Egypt: signs of stability despite political unrest
Published: 11 February 2013


Despite recent news reports of political tension in Egypt, there are some positive signs in the country's cement market that demand is recovering after two difficult years. The latest figures indicate that last year cement demand expanded by around five per cent, just surpassing the 51Mt mark, a growth rate not seen since 2009. In 2011, consumption fell 1.7 per cent to 48.69Mt while prices contracted 10 per cent.
 
During these the past two years, the entry of new companies has provided new stimulus to the industry. El-Arish Cement saw its market share jump from 1.1 per cent in 2011 to 5.3 per cent one year later. In addition, Arabian Cement (Group Cementos La Union) also noted a significant increase in its market share, up from 6.6 per cent to 8.8 per cent while El-Sewedi Cement booked a 2.1 percentage point advance to 4.8 per cent. These gains have come predominantly at the expense of market leaders Suez Cement (Ciments Francais) and Lafarge Egypt. Suez Cement saw its market share drop from 20.2 per cent to 18 per cent. Lafarge Egypt's share contracted from 16.3 per cent to 15.2 per cent, according to CM-CIC Securities.
 
The loss in market share of key producers was compounded by temporary difficulties in gas supplies. Bedouin attacks on pipelines feeding the Vicat kilns resulted in security-related downtime for the company, which experienced a 33 per cent drop in 4Q12 sales volumes to 542,000t and reducing its market share to 4.4 per cent (from 6.5 per cent) as it sold only 2.051Mt of cement in 2012.
 
Nevertheless, during the third quarter, the situation eased on the back of a much-improved August and September performance. A pick-up in exports, likely to Sudan and Libya, has also assisted utilisation rates, particularly for Misr Beni Suef (ASEC), Lafarge and Ciments Francais.
 
However, the issue of fuel costs has not disappeared. The industry has needed to adjust to the introduction of gas allocation quotas and the end of fuel subsidies.

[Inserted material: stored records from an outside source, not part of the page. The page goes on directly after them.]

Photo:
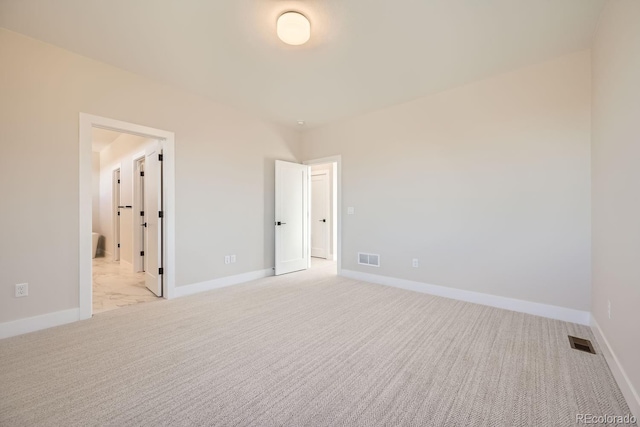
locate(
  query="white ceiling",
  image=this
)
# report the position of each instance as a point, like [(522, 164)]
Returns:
[(101, 138), (363, 54)]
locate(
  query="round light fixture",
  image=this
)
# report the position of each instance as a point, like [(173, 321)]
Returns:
[(293, 28)]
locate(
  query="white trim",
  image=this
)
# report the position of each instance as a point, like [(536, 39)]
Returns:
[(36, 323), (116, 197), (87, 122), (338, 161), (538, 309), (222, 282), (328, 194), (630, 394)]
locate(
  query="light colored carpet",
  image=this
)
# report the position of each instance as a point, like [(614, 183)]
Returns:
[(306, 349)]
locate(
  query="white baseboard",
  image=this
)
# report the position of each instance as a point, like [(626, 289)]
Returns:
[(538, 309), (36, 323), (181, 291), (630, 394)]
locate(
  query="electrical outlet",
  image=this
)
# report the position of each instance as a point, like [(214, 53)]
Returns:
[(22, 290)]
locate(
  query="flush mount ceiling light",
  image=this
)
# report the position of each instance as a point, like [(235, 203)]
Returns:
[(293, 28)]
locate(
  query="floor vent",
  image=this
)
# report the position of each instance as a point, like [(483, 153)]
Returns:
[(581, 344), (371, 260)]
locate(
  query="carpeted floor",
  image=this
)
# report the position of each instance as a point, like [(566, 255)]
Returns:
[(305, 349)]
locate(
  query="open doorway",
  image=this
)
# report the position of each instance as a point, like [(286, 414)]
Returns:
[(323, 209), (293, 215), (160, 220), (128, 224)]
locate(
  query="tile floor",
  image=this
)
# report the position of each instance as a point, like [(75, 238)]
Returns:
[(115, 285)]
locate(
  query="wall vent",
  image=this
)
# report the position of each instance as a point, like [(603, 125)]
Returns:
[(581, 344), (372, 260)]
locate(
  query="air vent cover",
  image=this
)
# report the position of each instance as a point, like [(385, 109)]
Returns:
[(581, 344), (372, 260)]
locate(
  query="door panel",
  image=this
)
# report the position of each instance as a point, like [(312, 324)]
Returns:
[(153, 230), (291, 215), (116, 215), (320, 216)]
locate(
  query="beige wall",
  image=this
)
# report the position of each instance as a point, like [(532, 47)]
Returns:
[(119, 154), (616, 182), (224, 172), (488, 185)]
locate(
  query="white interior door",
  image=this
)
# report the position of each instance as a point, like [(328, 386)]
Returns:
[(116, 215), (320, 219), (153, 218), (292, 217)]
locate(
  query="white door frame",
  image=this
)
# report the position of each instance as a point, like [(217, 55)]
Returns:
[(138, 246), (328, 194), (87, 122), (116, 196), (338, 187)]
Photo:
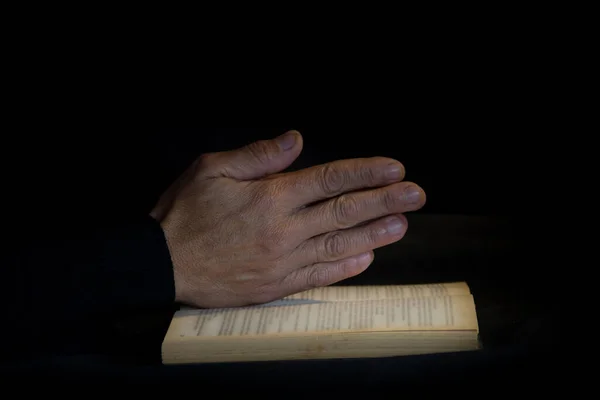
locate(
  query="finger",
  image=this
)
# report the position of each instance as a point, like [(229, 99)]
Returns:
[(255, 160), (324, 274), (338, 245), (355, 208), (329, 180)]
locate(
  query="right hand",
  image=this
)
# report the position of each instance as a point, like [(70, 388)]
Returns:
[(240, 232)]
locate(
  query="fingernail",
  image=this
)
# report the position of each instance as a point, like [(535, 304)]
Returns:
[(287, 140), (394, 225), (412, 194), (393, 171)]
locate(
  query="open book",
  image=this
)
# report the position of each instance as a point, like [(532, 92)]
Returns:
[(329, 322)]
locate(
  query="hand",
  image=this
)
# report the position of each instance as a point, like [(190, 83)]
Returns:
[(240, 232)]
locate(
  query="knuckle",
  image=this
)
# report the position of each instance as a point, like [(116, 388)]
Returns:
[(331, 179), (335, 245), (203, 162), (318, 277), (390, 200), (369, 175), (345, 210), (261, 151)]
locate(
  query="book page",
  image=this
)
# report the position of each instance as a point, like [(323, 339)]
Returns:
[(426, 313), (343, 293)]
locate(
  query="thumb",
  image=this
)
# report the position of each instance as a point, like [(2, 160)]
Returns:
[(258, 159)]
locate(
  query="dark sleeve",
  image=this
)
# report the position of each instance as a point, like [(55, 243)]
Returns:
[(89, 293)]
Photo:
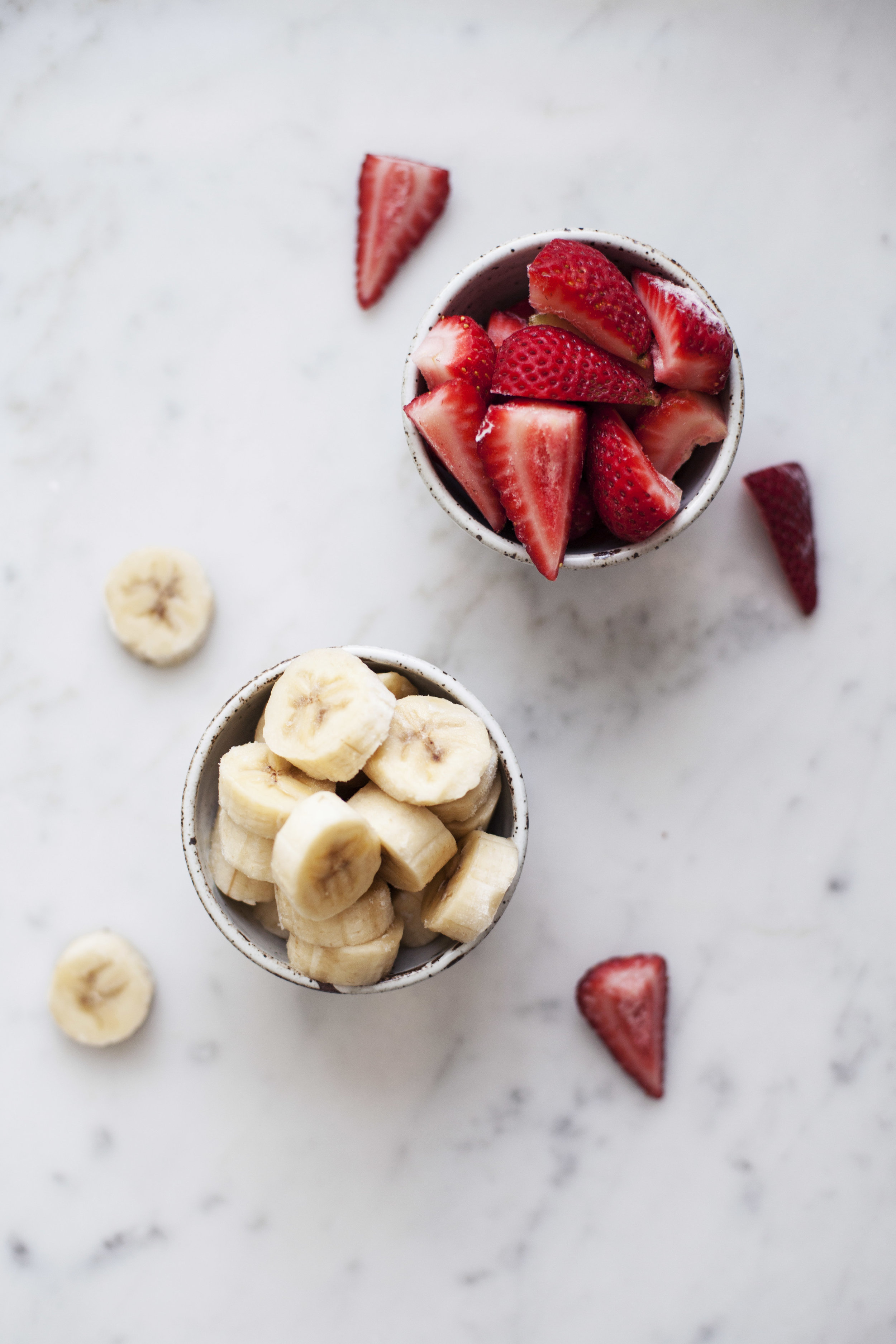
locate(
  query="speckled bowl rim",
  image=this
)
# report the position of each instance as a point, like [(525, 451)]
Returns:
[(652, 260), (400, 663)]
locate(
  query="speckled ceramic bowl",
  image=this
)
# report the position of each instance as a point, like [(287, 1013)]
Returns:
[(499, 280), (235, 724)]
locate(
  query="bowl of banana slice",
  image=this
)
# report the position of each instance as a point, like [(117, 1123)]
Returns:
[(354, 820)]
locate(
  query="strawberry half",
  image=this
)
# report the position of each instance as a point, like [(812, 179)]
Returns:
[(625, 1000), (692, 347), (580, 284), (629, 495), (534, 455), (449, 420), (551, 363), (398, 204), (457, 347), (669, 432), (784, 499)]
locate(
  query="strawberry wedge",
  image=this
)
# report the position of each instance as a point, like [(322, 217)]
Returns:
[(692, 346), (629, 495), (580, 284), (398, 204), (449, 420), (534, 455), (551, 363), (457, 347), (669, 432)]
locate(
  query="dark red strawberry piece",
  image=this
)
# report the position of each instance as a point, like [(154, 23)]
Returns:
[(551, 363), (580, 284), (629, 495), (398, 204), (449, 420), (457, 347), (692, 347), (784, 499), (669, 432), (625, 1000), (534, 455)]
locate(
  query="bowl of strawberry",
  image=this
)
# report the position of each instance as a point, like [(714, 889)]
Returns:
[(574, 400)]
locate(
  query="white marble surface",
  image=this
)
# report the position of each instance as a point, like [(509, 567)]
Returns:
[(710, 776)]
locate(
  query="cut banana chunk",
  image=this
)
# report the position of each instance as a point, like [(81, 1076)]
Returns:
[(258, 790), (327, 714), (362, 923), (467, 900), (416, 844), (101, 990), (436, 752), (364, 964), (325, 857), (159, 604), (229, 880)]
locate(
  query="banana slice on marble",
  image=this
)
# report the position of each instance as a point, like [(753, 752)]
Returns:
[(101, 990), (361, 923), (436, 752), (471, 892), (327, 714), (325, 857), (258, 790), (416, 844), (159, 604), (363, 964)]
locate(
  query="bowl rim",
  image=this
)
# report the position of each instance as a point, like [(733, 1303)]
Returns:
[(653, 260), (260, 956)]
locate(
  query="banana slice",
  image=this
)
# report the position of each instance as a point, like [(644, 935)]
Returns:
[(416, 844), (258, 790), (363, 964), (325, 857), (159, 604), (101, 990), (362, 923), (469, 894), (229, 880), (436, 752), (327, 714)]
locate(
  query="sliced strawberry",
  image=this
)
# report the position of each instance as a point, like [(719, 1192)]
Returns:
[(551, 363), (580, 284), (457, 347), (398, 202), (625, 1000), (449, 420), (692, 347), (534, 455), (784, 499), (629, 495), (669, 432)]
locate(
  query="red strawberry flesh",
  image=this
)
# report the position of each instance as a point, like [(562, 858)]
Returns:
[(785, 503), (580, 284), (398, 202), (625, 1000), (534, 455)]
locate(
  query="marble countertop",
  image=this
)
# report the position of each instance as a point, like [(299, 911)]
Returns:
[(710, 776)]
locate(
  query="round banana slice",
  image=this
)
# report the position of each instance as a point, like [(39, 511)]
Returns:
[(363, 964), (366, 920), (159, 604), (229, 880), (327, 714), (260, 790), (436, 752), (325, 857), (101, 990)]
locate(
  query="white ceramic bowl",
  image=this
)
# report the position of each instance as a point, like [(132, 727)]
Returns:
[(234, 724), (499, 280)]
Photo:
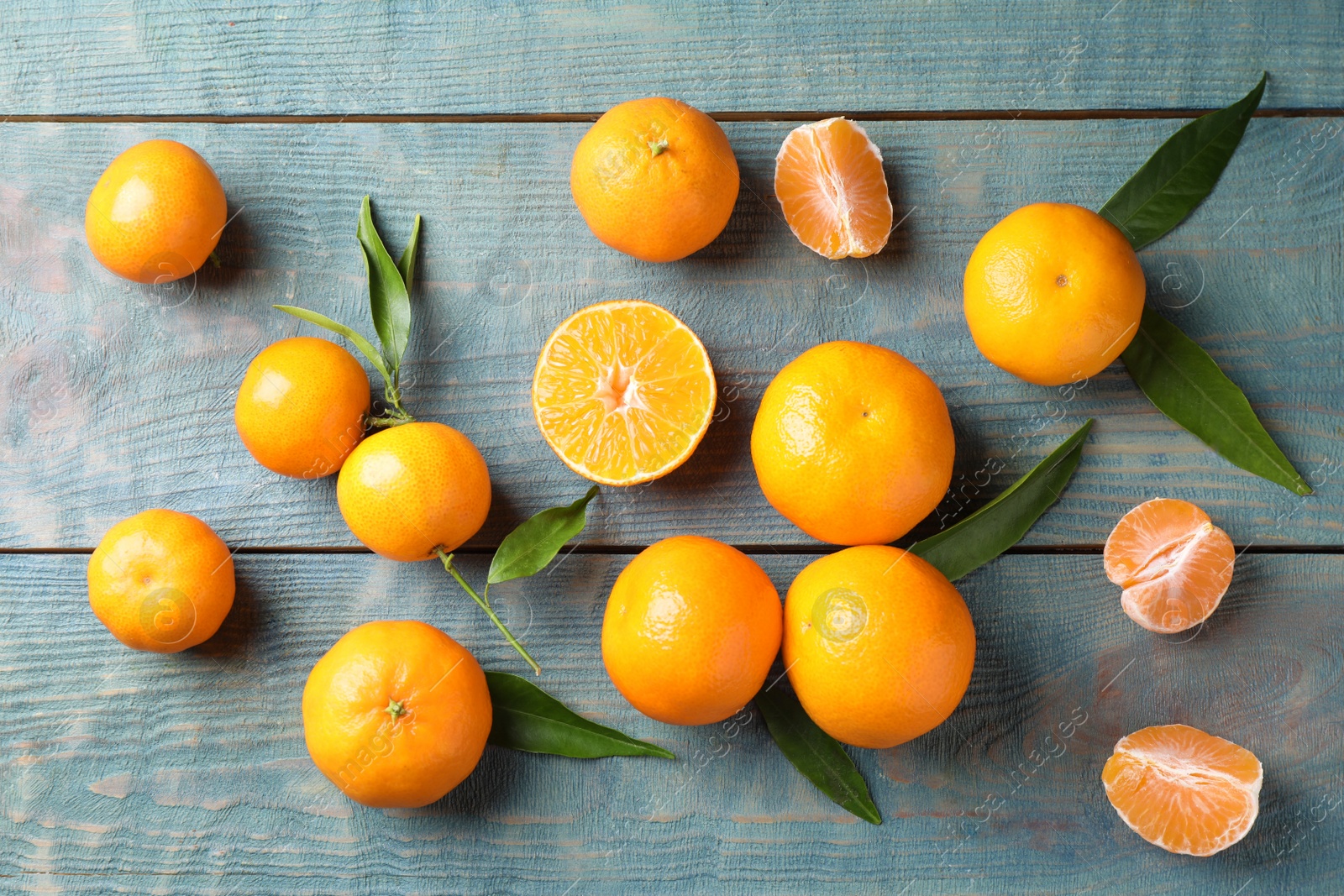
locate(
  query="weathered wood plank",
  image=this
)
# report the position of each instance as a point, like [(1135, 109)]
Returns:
[(187, 774), (114, 398), (165, 56)]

The government plans to raise the price of natural gas to US$6/mmBtu, a 33 per cent increase, and the Ministry of Trade and Industry announced on 20 January 2013 that it would increase the price of heavy fuel oil for the cement and ceramics industries by 50 per cent to US$225/t. While the industry has recognised the need to cut fuel subsidies, it calls for a more gradual reduction so cement makers can adapt to the new landscape.
 
This further reduction in gas subsidies, combined with sharp rises in electricity bills, also renders the Egyptian market vulnerable to price hikes as cement producers prepare to offset the resultant contraction of profit margins with a rise in sales prices. While prices were at a low of EGP422/t (US$63) in 2011, more recently prices have firmed up at EGP510/t (US$76).
 
Despite the adjustment required from the industry, it appears that Egyptian cement makers can look forward to an improved business climate going forward. Development and housing needs by Egypt's burgeoning population are expected to ensure an expansion in the country's future.